Empero sirva esta conjunción para proporcionarnos a los bautizados, la oportunidad de reflexionar respecto de nuestro origen regio, que lamentablemente los fieles cristianos laicos desconocemos frecuentemente.

Al noble auténtico se le huele a distancia. Demuestra su convicción de que es superior a la mayoría de la masa, porque posee algún título de nobleza, quizá un castillo antiguo, algunas veces antepasados que han dejado huella en la historia. No se considera igual a los demás, puesto que lleva sangre azul, solo propia de algunos cuantos selectos en el mundo.

Aristócrata auténtico es Usted, y sin embargo, no lo sabe ni lo aprecia. No conoce su árbol genealógico, ni sus títulos nobiliarios, ni la herencia que es suya y que la cobrará pronto.

Terrien en su libro luminoso titulado «La gracia y la gloria», se atreve a condenarnos al afirmar: Un hijo de rey que no supiera su origen ni los altos pensamientos que eso le exige. He ahí la imagen de un número muy considerable de cristianos.

¿Sabe usted que es auténtico hijo de rey? Y no de cualquier rey efímero de la tierra, sino del Rey de los reyes cuyo trono es eterno? ¿Sabe que todos los tesoros que Dios posee en su reino son suyos, si es que no renuncia vergonzosamente a su nobleza con la traición a su Padre Dios?

San León Papa, asombrado del regalo que supone que Dios sea verdadero Padre, estampó esta sentencia

El don o regalo que supera a todo otro don, consiste en que Dios llame hijo al hombre y que el hombre llame Padre a Dios.

San Gregorio de Niza lo explica de la siguiente manera:

El hombre, el hombre que por su naturaleza, no es más que ceniza, paja y vanidad, ha sido elevado por Dios, del estado de criatura a la condición de hijo. Y haciéndonos hijos de Dios somos grandes con la grandeza de nuestro Padre de los cielos.

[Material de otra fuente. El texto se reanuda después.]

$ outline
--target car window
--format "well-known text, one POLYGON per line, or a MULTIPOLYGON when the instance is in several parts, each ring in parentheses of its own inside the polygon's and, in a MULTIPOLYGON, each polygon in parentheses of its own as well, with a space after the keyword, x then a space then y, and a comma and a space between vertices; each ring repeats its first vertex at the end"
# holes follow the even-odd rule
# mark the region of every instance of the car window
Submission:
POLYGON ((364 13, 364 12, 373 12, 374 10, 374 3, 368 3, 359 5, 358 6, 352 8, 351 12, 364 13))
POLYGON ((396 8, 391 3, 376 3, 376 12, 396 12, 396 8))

¡Privilegio único! Sólo el bautizado al ser miembro de Cristo Sacerdote y Rey, pertenece a esa raza «real y sacerdotal» (1Pe 2, 9).

El símbolo de la Cruz convierte en reyes a todos los que han sido regenerados en Jesucristo, y la unción del Espíritu Santo, en sacerdotes. Todos los cristianos son, por tanto, reyes y sacerdotes. ¿Hay algo más regio que el dominio que tiene sobre su cuerpo un hombre sometido a Dios? ¿Hay algo más sacerdotal que consagrar a Dios una conciencia pura y ofrecerle víctimas limpias en el altar del corazón? (San León Magno, Sermón 4).

San Pablo llegó a lo que parece una exageración, cuando escribe:

Si yo hablara todas las lenguas de los hombres y de los ángeles, y no tuviera caridad, soy como un metal que suena, o como un címbalo que retiñe. Si yo tuviera espíritu de profecía y conociera todos los secretos y toda la sabiduría que se puede alcanzar, y si poseyera toda la fe como para trasladar montañas y no tuviera caridad, nada soy. Y si distribuyera todos mis bienes en dar de comer a los pobres, y si entregara mi cuerpo para ser quemado y no tuviera caridad, nada me aprovecha.

Sin la caridad activa que es el conocimiento práctico de nuestra pertenencia a la aristocracia de Dios como hijos suyos y que es la conexión vital con el Padre celestial mediante la posesión de la gracia santificante, de nada me sirven mis llamativas cualidades, mis excelente deseos, mis sacrificios más extenuantes.

Cristo, Rey y Señor del universo, se hizo el servidor de todos, no habiendo «venido a ser servido, sino a servir y dar su vida en rescate por muchos» (Mt 20, 28). Para el cristiano,«servir a Cristo es reinar» (LG, 36), particularmente «en los pobres y en los que sufren» donde descubre «la imagen de su Fundador pobre y sufriente» (LG, 8). El pueblo de Dios realiza su «dignidad regia» viviendo conforme a esta vocación de servir con Cristo (Catecismo, 786).

El reinado de Cristo «no consiste en el poder de sus ejércitos para someter a los demás por la fuerza o la violencia. Se funda en un poder más grande que gana los corazones: el amor de Dios que él ha traído al mundo con su sacrificio y la verdad de la que ha dado testimonio» (Benedicto XVI, 25-03-2012).

Son hartos los que son hijos de Dios, pero ni conocen su dignidad, ni viven en intimidad afectiva con su Padre, Rey de reyes.